Addictions can occur in a number of different contexts. Whether the addictive issue is use of an illicit substance or a compulsive behavior, it is often characterized by:
- Negative consequences in the person’s life – consequences that affect physical health, career, home and mental health
- The inability to stop using the substance of choice or indulging in the behavior despite these consequences
- High treatability – addiction can be effectively addressed through professional medical and psychotherapeutic treatment
The National Institute on Drug Abuse defines drug addiction as a chronic use of an illicit substance. It differs from drug abuse in that individuals are unable to stop using their drug of choice even when it is clear that the problem is negatively impacting their lives. Psychological cravings and an “obsession” with the drug of choice is just half of addiction; a medical diagnosis for the disorder requires that a physical dependence be in evidence as well, often characterized by a tolerance for the drug of choice and/or withdrawal symptoms when the individual attempts to stop using the substance.
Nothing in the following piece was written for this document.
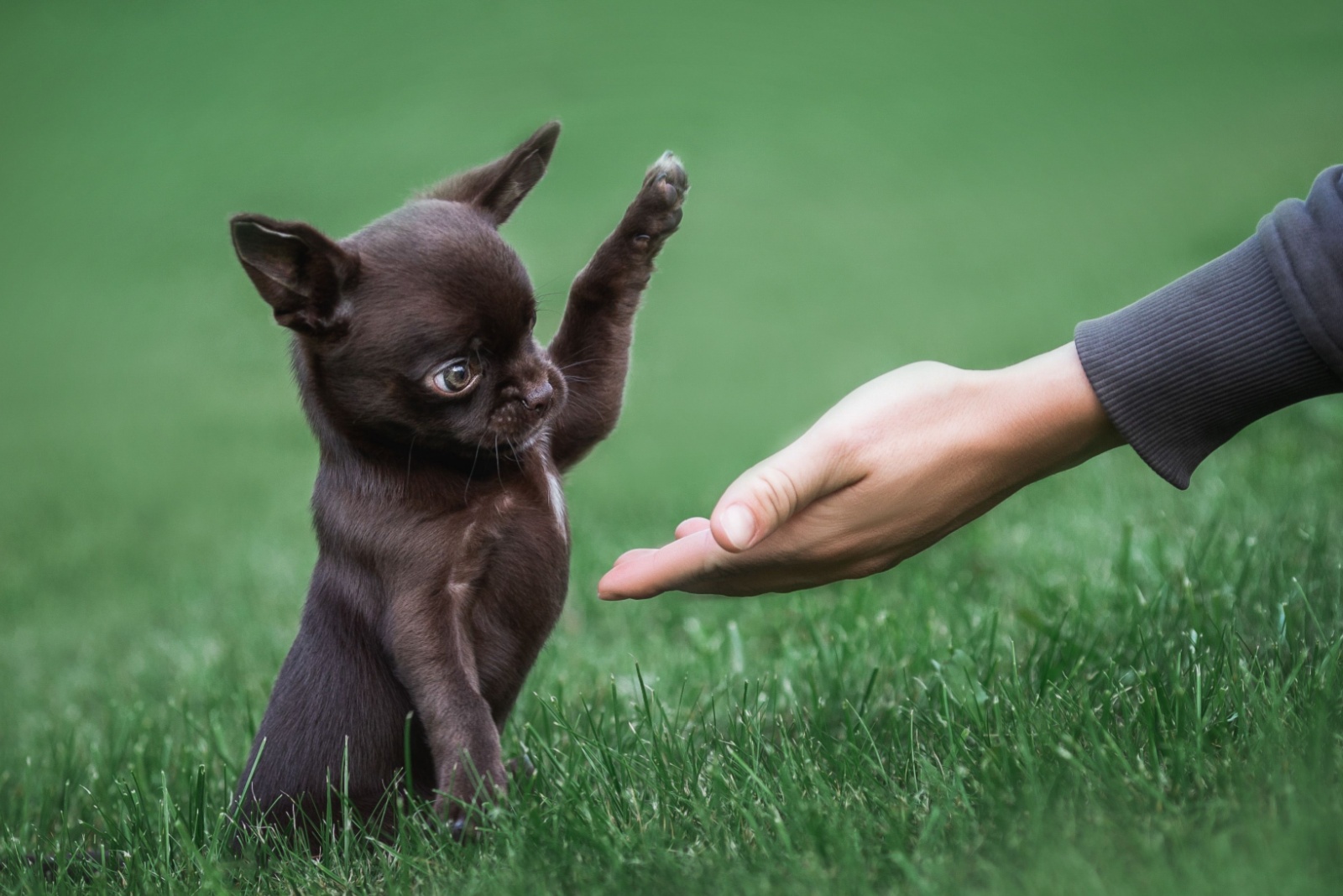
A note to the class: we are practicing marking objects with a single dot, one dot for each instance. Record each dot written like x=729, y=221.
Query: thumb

A substance abuse issue is defined by choice while addiction is defined by both a physical dependence and a psychological dependence. Characteristics of substance abuse include:
- Regular overuse or binge use of a substance
- Use of any prescription drug not prescribed to the user
- Use of any illegal substance
- Negative social and emotional impact of chronic substance use
- The ability to stop or moderate substance use without medical or psychotherapeutic intervention
Substance abuse can be just as deadly as addiction. It, too, can result in chronic health problems, overdose and accident, which is why many seek professional assistance when they recognize the need to get the problem under control for the long term.
Behavioral addictions encompass a wide range of compulsive behaviors that become problematic in an individual’s life when they are unable to manage the negative consequences that result. Some behaviors that can be addictive include:
Often, severe changes in personality are an indication that use of alcohol or a drug has become an issue of addiction for your loved one. Other signs that may indicate a problem that requires intervention and treatment include:
- Taking more and more of the substance in order to get the same “high” or effect
- Experiencing withdrawal symptoms when without the drug of choice for any period of time
- Extreme changes in appetite
- Extreme changes in sleep patterns
- Regularly complaining of being ill or tired
- Extreme mood swings
- Increased health problems
- Changes in social circle or social activities and involvement
- Secretive nature about anything that pertains to drug or alcohol use
- Taking risks to get more of their drug of choice
- Legal problems due to illicit substances
- Constant financial problems
- Difficulty maintaining employment or progress at school
- Relationship problems due to drugs or alcohol
Though research on new vaccines, medications and therapies are done all the time, there is currently no “cure” for addiction. There are, however, a number of effective medical and psychological treatments that have been proven effective in helping individuals to break free from drug and alcohol dependence and live a life of sobriety for the long term.